Electronic structure, elastic and thermal transport properties of thorium monocarbide based on first-principles study

Abstract

We investigate the electronic structure, mechanical properties and thermal transport properties of ThC based on density functional theory. We find that thorium monocarbide shows metallic and mechanically stable at ground state, and the 5f-orbital and 6d-orbital electrons of Th atoms do not exhibit strong correlation properties. The Debye temperature obtained from the elastic constant is also in good agreement with the results of others. The thermal transport properties of ThC were discussed with the Boltzmann transport equation. It is found that the thermal conductivity of the lattice comes from the contribution of the acoustic support, and the optical branch has a lower thermal conductivity because of the suppression of the anharmonicity.

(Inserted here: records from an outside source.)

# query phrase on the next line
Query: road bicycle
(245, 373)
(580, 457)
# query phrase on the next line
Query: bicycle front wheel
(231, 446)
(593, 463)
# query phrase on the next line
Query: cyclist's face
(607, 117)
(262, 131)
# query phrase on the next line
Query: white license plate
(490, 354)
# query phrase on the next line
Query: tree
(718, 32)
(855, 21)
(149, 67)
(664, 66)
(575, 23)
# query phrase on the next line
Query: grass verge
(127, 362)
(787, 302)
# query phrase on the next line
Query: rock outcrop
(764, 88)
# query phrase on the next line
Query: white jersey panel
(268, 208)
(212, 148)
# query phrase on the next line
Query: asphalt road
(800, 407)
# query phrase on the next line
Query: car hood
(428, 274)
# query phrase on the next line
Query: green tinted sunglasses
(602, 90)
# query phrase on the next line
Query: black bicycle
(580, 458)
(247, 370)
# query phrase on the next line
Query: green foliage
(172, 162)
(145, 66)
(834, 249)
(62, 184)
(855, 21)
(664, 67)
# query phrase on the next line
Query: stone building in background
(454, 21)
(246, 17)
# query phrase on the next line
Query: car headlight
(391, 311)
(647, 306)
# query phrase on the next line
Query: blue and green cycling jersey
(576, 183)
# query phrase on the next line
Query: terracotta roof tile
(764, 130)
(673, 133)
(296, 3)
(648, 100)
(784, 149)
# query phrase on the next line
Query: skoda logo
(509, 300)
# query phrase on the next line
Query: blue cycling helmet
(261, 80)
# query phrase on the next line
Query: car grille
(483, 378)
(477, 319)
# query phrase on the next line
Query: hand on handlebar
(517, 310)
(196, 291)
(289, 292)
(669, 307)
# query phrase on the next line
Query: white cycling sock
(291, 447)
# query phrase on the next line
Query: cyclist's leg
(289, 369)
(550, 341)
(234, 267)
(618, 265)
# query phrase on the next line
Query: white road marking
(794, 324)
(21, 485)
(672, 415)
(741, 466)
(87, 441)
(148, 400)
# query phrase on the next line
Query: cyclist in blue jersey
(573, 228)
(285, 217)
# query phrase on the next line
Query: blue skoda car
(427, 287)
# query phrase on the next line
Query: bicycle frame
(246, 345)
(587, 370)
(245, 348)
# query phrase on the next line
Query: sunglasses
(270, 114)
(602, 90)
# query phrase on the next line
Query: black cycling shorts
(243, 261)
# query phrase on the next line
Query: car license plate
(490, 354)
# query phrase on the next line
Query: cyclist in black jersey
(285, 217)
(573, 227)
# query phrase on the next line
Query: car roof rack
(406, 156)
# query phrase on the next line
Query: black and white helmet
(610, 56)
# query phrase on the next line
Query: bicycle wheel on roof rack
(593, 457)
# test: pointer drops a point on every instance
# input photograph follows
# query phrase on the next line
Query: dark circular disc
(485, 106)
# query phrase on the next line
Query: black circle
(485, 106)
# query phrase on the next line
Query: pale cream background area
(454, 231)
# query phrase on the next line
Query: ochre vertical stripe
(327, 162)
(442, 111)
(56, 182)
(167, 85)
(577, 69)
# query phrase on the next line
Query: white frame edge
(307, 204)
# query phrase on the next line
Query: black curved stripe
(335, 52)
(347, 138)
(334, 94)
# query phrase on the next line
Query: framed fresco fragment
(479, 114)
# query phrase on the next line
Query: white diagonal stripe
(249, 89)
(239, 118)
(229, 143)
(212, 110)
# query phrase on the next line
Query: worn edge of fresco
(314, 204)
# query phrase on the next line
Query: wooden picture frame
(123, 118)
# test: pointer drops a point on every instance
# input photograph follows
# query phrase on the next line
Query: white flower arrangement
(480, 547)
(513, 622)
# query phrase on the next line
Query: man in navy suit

The Seebeck coefficient and the power factor of ThC have a maximum at the valence band and increase with the increasing temperature, while the conductivity is less affected by the temperature. The electronic thermal conductivity increases with the increasing temperature, and at high temperatures, Widman-Franz law is ineffective. At low temperatures, the total thermal conductivity mainly comes from the lattice thermal conductivity; electrons occupy a major role at high temperatures. The thermoelectric figure of ThC is close to 0 at room temperature and cannot be used as a good thermoelectric material.